Declines in Insect Abundance and Diversity: We Know Enough to Act Now

New paper details why we need to act to protect insects.

PORTLAND, Ore.; June 24, 2019—On Saturday, June 22, the journal Conservation Science and Practice published a paper that makes the case for greater action to curb the global decline in insects. Insects are vital to life as we know it on this planet. The vast majority of bats, birds, and freshwater fish depend on insects, and humans depend on insect pollination for nutritious fruits and vegetables. Insects provide services of over $57 billion to the US economy. Although we need more study to understand the overall scope and scale of the declines, the research that has been done provides compelling evidence of declines in insect abundance, diversity, and biomass.

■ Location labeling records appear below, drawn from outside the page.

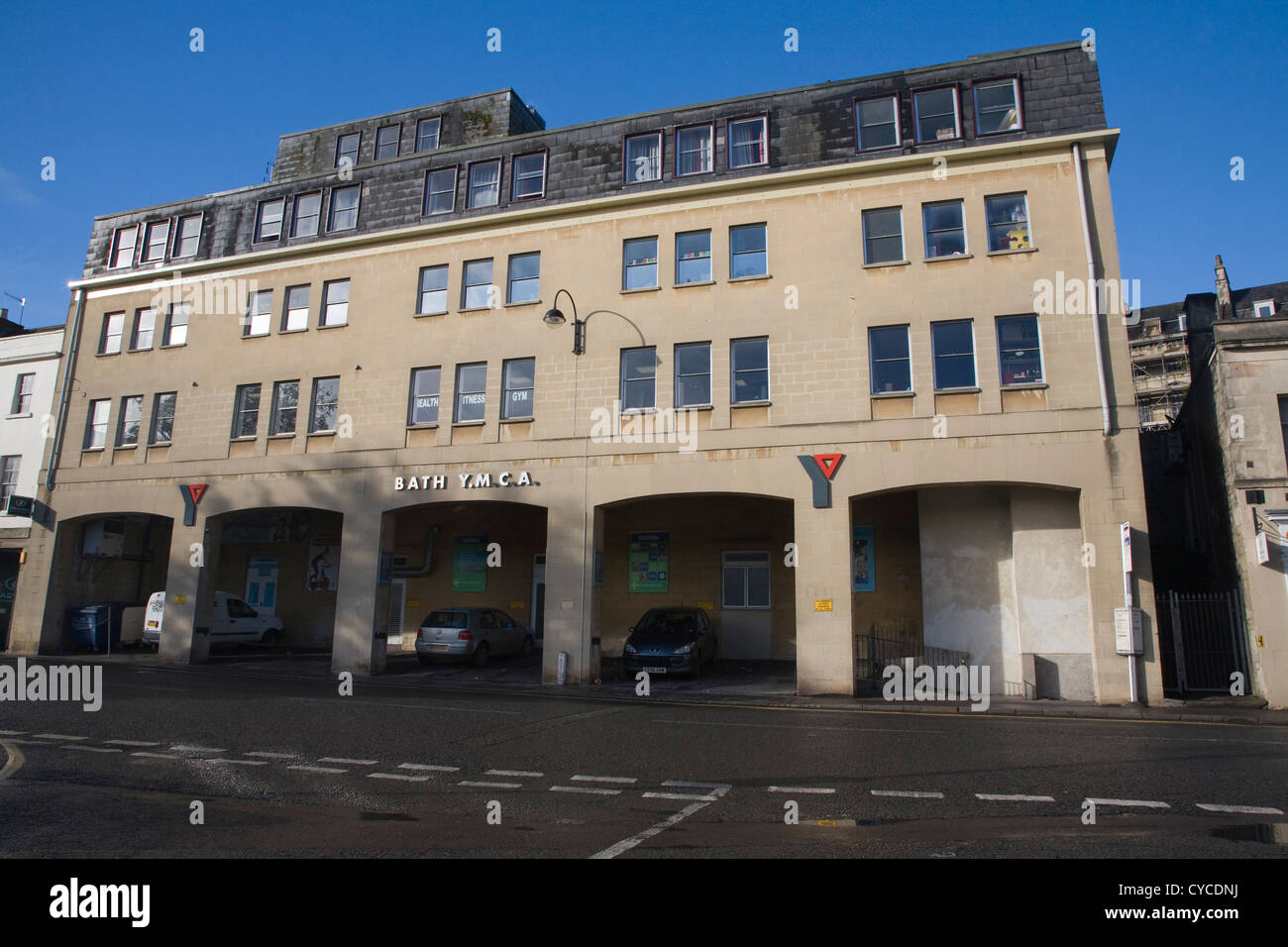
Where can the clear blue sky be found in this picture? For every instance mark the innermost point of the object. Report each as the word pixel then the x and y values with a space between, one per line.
pixel 133 118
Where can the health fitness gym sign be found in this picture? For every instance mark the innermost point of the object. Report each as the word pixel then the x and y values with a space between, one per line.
pixel 468 480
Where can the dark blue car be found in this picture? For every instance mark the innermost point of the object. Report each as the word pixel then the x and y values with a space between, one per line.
pixel 670 641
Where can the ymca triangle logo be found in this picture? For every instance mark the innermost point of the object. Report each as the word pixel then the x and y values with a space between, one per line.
pixel 827 463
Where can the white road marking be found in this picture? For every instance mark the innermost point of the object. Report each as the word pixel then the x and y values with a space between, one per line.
pixel 907 793
pixel 429 767
pixel 1240 809
pixel 588 789
pixel 91 749
pixel 239 763
pixel 816 789
pixel 398 776
pixel 627 844
pixel 1140 802
pixel 352 763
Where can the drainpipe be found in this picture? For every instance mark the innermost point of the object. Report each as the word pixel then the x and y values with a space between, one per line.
pixel 1093 296
pixel 68 375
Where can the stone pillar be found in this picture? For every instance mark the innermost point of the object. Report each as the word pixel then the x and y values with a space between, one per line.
pixel 824 641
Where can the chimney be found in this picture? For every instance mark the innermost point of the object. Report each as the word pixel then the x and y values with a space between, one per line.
pixel 1224 308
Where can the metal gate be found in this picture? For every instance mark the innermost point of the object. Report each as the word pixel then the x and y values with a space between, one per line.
pixel 1203 635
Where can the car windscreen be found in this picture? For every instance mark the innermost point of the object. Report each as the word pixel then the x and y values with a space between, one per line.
pixel 668 621
pixel 445 620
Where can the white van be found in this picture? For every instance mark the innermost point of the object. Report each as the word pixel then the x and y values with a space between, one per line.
pixel 231 620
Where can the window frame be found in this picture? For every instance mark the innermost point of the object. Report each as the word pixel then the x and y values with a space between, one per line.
pixel 120 442
pixel 469 184
pixel 903 241
pixel 155 423
pixel 114 248
pixel 874 360
pixel 622 380
pixel 296 217
pixel 506 390
pixel 458 393
pixel 510 278
pixel 275 411
pixel 412 395
pixel 709 258
pixel 763 118
pixel 514 175
pixel 711 132
pixel 240 410
pixel 627 178
pixel 1019 105
pixel 734 369
pixel 926 231
pixel 325 309
pixel 1001 365
pixel 340 150
pixel 858 128
pixel 381 129
pixel 421 290
pixel 935 356
pixel 428 193
pixel 957 114
pixel 314 405
pixel 331 208
pixel 176 249
pixel 258 235
pixel 438 133
pixel 677 399
pixel 170 325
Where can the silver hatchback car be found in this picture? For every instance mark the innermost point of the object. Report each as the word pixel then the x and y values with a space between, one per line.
pixel 473 633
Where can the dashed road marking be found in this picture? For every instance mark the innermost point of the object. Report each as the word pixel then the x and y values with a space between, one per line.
pixel 1240 809
pixel 588 789
pixel 352 763
pixel 398 776
pixel 815 789
pixel 1137 802
pixel 429 767
pixel 91 749
pixel 626 844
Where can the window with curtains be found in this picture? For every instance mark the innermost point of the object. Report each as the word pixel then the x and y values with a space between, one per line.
pixel 643 158
pixel 695 150
pixel 747 142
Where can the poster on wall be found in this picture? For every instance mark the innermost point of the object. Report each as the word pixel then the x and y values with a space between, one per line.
pixel 648 562
pixel 323 565
pixel 469 565
pixel 862 556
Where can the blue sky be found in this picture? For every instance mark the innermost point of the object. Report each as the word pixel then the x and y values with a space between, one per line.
pixel 132 118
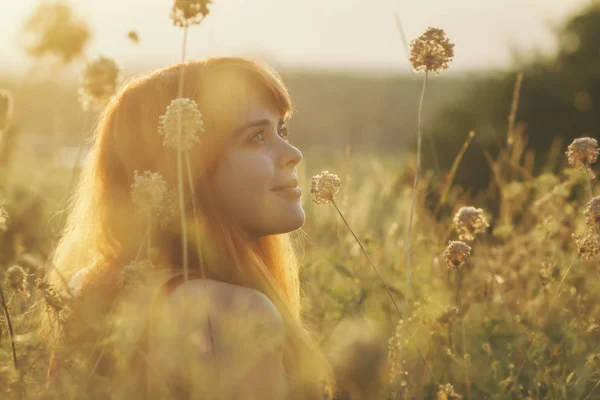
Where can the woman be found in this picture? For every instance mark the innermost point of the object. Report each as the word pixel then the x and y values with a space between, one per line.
pixel 237 334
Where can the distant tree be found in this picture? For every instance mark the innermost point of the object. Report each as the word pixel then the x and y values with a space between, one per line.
pixel 54 30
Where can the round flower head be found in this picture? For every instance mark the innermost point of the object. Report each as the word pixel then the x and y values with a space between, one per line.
pixel 6 101
pixel 186 12
pixel 592 212
pixel 147 192
pixel 99 83
pixel 588 245
pixel 324 186
pixel 446 392
pixel 432 51
pixel 583 152
pixel 133 273
pixel 468 222
pixel 191 124
pixel 16 278
pixel 456 254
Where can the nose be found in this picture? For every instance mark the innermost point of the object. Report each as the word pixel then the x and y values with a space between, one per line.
pixel 291 155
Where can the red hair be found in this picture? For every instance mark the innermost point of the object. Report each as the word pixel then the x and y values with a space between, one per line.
pixel 101 232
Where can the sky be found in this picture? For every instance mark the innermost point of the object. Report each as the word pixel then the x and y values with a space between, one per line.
pixel 339 34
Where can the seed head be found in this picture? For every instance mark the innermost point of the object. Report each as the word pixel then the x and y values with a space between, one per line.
pixel 134 273
pixel 446 392
pixel 468 222
pixel 187 12
pixel 582 153
pixel 6 102
pixel 55 298
pixel 432 51
pixel 16 278
pixel 191 124
pixel 456 254
pixel 99 83
pixel 147 192
pixel 588 245
pixel 324 186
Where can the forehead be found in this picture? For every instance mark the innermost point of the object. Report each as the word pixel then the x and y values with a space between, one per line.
pixel 232 102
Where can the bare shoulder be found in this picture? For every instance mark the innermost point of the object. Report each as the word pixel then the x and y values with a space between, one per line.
pixel 226 300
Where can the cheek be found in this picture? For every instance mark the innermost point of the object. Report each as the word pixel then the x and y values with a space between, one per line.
pixel 242 179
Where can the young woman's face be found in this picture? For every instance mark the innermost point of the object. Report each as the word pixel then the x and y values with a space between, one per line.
pixel 258 160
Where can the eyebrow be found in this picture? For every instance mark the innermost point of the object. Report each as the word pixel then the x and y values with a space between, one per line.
pixel 256 124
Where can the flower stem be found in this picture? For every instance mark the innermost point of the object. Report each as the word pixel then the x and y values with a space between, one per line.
pixel 386 287
pixel 414 196
pixel 462 323
pixel 184 244
pixel 589 181
pixel 86 117
pixel 565 276
pixel 10 328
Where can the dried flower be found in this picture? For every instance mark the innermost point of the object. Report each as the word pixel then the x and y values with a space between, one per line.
pixel 468 222
pixel 16 278
pixel 446 392
pixel 583 152
pixel 99 83
pixel 133 273
pixel 588 245
pixel 592 212
pixel 186 12
pixel 55 30
pixel 134 37
pixel 55 298
pixel 324 186
pixel 184 137
pixel 456 254
pixel 6 102
pixel 147 192
pixel 432 51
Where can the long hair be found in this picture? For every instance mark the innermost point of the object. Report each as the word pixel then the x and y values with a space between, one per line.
pixel 101 230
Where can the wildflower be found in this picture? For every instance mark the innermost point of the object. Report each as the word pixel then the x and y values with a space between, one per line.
pixel 16 278
pixel 148 192
pixel 592 213
pixel 133 273
pixel 185 136
pixel 432 51
pixel 456 254
pixel 3 220
pixel 186 12
pixel 134 37
pixel 6 101
pixel 588 245
pixel 446 392
pixel 325 186
pixel 99 83
pixel 55 298
pixel 468 222
pixel 582 152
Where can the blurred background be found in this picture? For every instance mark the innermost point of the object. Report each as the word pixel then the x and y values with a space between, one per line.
pixel 345 62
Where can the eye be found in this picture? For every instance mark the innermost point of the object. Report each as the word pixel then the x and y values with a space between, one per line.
pixel 284 132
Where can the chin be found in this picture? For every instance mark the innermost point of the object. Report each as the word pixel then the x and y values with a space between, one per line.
pixel 291 221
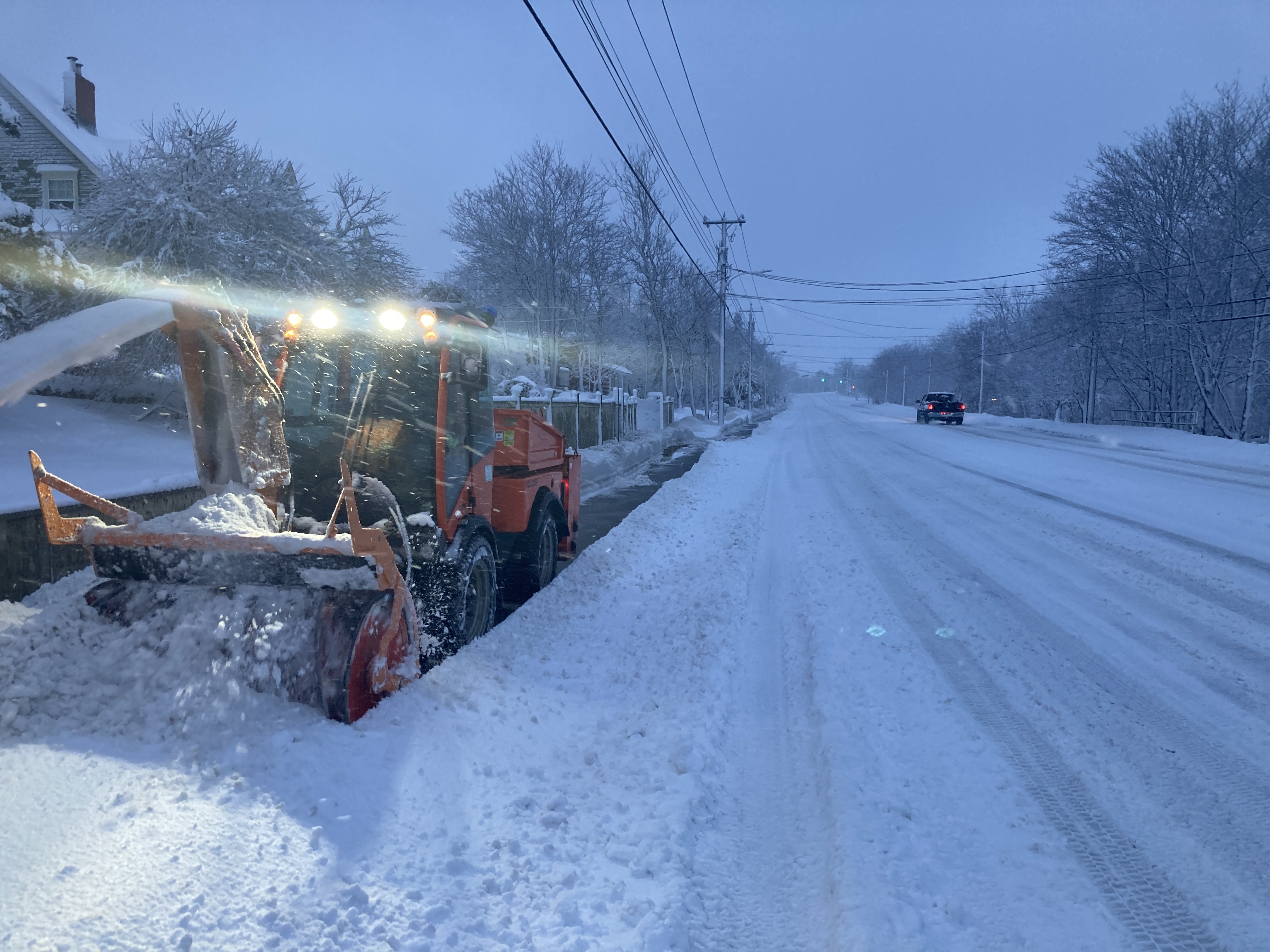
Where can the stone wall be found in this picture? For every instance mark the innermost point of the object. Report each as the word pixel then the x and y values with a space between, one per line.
pixel 27 560
pixel 35 146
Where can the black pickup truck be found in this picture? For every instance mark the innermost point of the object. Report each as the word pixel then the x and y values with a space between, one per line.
pixel 940 407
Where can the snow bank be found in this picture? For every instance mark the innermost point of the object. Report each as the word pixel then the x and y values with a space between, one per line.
pixel 608 465
pixel 241 512
pixel 96 446
pixel 1180 444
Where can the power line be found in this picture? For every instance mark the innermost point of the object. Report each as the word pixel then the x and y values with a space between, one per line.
pixel 695 106
pixel 926 285
pixel 673 113
pixel 611 59
pixel 611 139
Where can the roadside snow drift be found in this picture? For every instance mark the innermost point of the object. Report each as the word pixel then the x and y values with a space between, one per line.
pixel 850 683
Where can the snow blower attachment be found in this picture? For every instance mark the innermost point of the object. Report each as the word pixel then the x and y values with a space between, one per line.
pixel 369 416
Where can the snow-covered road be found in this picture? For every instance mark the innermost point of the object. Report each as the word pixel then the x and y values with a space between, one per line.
pixel 851 683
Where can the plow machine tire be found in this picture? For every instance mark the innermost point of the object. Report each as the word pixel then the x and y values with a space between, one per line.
pixel 350 629
pixel 478 594
pixel 534 564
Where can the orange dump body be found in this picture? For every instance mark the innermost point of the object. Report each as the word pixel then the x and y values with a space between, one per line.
pixel 529 456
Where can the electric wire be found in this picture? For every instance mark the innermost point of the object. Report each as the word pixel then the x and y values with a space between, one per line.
pixel 613 139
pixel 673 113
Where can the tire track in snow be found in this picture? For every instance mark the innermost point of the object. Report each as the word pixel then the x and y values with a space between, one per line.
pixel 1113 457
pixel 1136 890
pixel 774 837
pixel 1240 657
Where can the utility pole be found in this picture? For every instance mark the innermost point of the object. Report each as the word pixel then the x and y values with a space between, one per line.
pixel 981 370
pixel 723 292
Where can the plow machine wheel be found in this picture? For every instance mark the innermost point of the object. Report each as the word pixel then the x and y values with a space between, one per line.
pixel 534 565
pixel 351 626
pixel 478 594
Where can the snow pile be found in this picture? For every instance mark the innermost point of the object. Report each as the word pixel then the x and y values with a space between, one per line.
pixel 235 512
pixel 1158 440
pixel 98 447
pixel 200 660
pixel 8 207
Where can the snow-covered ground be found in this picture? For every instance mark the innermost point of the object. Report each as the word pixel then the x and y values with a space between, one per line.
pixel 851 683
pixel 100 447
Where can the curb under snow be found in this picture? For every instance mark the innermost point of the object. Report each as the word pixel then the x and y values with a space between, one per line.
pixel 606 465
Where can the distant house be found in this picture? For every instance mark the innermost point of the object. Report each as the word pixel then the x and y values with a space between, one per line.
pixel 51 156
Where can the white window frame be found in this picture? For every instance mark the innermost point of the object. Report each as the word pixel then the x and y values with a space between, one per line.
pixel 59 173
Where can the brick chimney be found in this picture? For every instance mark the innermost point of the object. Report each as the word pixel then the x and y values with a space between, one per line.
pixel 79 97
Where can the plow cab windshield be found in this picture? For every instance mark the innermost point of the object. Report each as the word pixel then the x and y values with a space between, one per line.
pixel 376 404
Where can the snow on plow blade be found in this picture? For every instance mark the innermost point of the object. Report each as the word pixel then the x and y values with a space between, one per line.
pixel 329 621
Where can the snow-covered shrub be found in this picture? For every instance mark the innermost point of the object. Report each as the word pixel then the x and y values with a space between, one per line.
pixel 192 204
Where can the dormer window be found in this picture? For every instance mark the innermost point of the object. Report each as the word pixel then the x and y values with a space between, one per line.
pixel 61 186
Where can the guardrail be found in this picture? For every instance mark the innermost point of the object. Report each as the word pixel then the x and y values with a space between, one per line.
pixel 587 423
pixel 1171 419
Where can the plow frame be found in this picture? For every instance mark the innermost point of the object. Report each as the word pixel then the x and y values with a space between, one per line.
pixel 388 669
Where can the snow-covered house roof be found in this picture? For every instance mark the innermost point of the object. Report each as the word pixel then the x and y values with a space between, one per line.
pixel 51 155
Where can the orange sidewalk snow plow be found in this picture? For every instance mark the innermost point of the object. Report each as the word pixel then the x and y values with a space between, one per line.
pixel 448 503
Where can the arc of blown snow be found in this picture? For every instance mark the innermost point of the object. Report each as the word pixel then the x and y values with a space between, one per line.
pixel 31 359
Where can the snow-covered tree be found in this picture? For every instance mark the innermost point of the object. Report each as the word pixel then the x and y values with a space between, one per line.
pixel 193 204
pixel 360 234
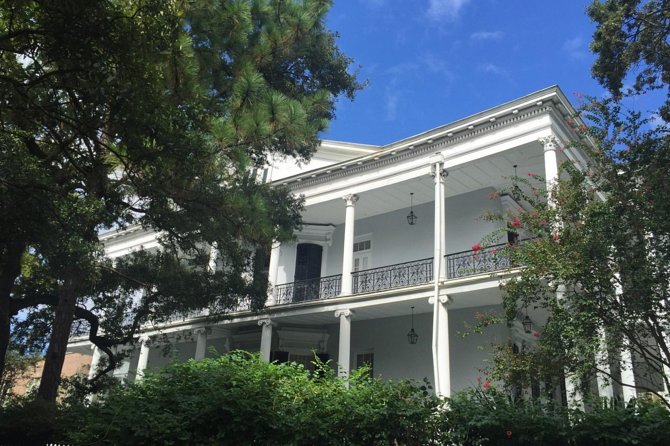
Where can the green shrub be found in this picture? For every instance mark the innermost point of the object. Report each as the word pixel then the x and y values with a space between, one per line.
pixel 490 417
pixel 240 399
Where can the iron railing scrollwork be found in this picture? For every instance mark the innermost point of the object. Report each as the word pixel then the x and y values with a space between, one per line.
pixel 307 290
pixel 485 260
pixel 393 276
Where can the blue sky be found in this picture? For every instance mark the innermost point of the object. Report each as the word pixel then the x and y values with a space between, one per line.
pixel 430 62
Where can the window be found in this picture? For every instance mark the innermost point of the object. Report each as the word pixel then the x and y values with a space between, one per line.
pixel 363 245
pixel 366 359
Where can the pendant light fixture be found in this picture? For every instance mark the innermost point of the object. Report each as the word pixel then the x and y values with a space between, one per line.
pixel 412 337
pixel 411 217
pixel 527 323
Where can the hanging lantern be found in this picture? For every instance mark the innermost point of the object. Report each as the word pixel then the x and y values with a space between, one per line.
pixel 411 217
pixel 412 336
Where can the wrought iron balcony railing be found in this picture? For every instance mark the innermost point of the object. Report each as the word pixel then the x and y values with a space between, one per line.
pixel 393 276
pixel 306 290
pixel 471 262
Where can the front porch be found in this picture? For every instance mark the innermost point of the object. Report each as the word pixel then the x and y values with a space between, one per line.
pixel 459 265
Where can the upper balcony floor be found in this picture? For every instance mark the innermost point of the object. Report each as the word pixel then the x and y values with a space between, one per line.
pixel 356 237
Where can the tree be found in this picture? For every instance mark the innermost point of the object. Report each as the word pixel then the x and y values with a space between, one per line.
pixel 603 237
pixel 149 112
pixel 632 35
pixel 17 367
pixel 240 399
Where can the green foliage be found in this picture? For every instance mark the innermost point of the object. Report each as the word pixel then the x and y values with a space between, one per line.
pixel 632 36
pixel 490 417
pixel 150 113
pixel 16 367
pixel 239 399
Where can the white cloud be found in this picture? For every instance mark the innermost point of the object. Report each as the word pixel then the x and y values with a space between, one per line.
pixel 374 3
pixel 493 69
pixel 575 48
pixel 486 35
pixel 391 105
pixel 445 9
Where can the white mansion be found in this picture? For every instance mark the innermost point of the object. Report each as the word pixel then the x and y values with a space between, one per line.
pixel 386 247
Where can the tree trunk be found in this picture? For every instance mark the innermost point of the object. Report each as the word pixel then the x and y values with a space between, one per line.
pixel 10 268
pixel 60 334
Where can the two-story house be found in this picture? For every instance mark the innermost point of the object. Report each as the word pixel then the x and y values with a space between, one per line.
pixel 387 269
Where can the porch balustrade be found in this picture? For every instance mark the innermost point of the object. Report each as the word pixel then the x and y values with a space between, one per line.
pixel 306 290
pixel 393 276
pixel 417 272
pixel 471 262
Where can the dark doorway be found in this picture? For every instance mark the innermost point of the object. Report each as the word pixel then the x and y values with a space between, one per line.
pixel 307 272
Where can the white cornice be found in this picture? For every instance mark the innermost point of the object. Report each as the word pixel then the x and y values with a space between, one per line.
pixel 543 101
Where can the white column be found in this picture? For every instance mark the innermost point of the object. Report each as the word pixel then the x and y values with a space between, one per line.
pixel 348 252
pixel 439 227
pixel 344 352
pixel 550 144
pixel 143 359
pixel 200 343
pixel 627 376
pixel 227 340
pixel 266 338
pixel 440 338
pixel 626 359
pixel 575 400
pixel 272 273
pixel 95 360
pixel 443 358
pixel 572 389
pixel 605 389
pixel 213 256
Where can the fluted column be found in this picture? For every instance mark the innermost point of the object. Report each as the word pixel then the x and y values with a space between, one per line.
pixel 605 389
pixel 344 352
pixel 272 273
pixel 348 252
pixel 200 342
pixel 627 376
pixel 550 144
pixel 143 360
pixel 95 360
pixel 266 338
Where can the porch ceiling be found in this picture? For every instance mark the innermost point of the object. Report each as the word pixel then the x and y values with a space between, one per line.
pixel 484 173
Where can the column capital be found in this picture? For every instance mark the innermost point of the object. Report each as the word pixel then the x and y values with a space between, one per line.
pixel 350 199
pixel 344 312
pixel 549 142
pixel 266 322
pixel 201 330
pixel 444 173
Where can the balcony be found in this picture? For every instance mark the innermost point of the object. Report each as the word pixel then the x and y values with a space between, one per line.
pixel 393 276
pixel 485 260
pixel 307 290
pixel 417 272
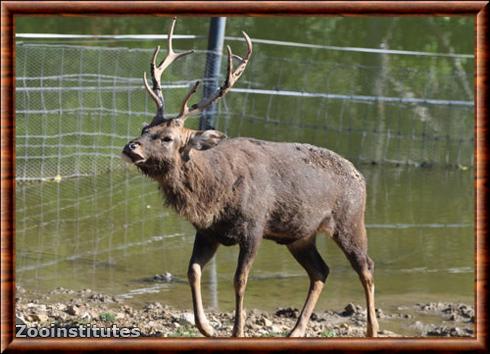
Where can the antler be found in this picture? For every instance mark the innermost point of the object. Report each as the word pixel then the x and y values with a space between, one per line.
pixel 156 74
pixel 232 77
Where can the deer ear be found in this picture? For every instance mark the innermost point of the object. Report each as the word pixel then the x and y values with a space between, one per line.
pixel 202 140
pixel 206 139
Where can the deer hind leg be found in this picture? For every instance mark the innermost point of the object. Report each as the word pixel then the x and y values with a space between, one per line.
pixel 204 249
pixel 306 253
pixel 354 246
pixel 245 259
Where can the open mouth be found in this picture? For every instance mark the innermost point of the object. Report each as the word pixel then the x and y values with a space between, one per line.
pixel 132 157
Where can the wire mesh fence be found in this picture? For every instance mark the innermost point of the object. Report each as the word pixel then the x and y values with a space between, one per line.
pixel 77 106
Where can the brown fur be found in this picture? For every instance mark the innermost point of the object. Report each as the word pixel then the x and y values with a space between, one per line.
pixel 241 190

“There is no doubt that a great many insect populations and species are suffering and are in some form of decline,” said Matt Forister, McMinn Professor of Biology, University of Nevada, Reno. “Although there is a need for greater investment in basic science and further analyses of existing data, our belief is that the severity of reported insect declines is sufficient to warrant immediate action.”

In addition to the data supporting the decline of insect populations, patterns are emerging that point to the primary drivers of insect declines. The most influential factors are habitat loss and degradation, pesticides, and climate change, although other factors include disease, invasive species, and light pollution.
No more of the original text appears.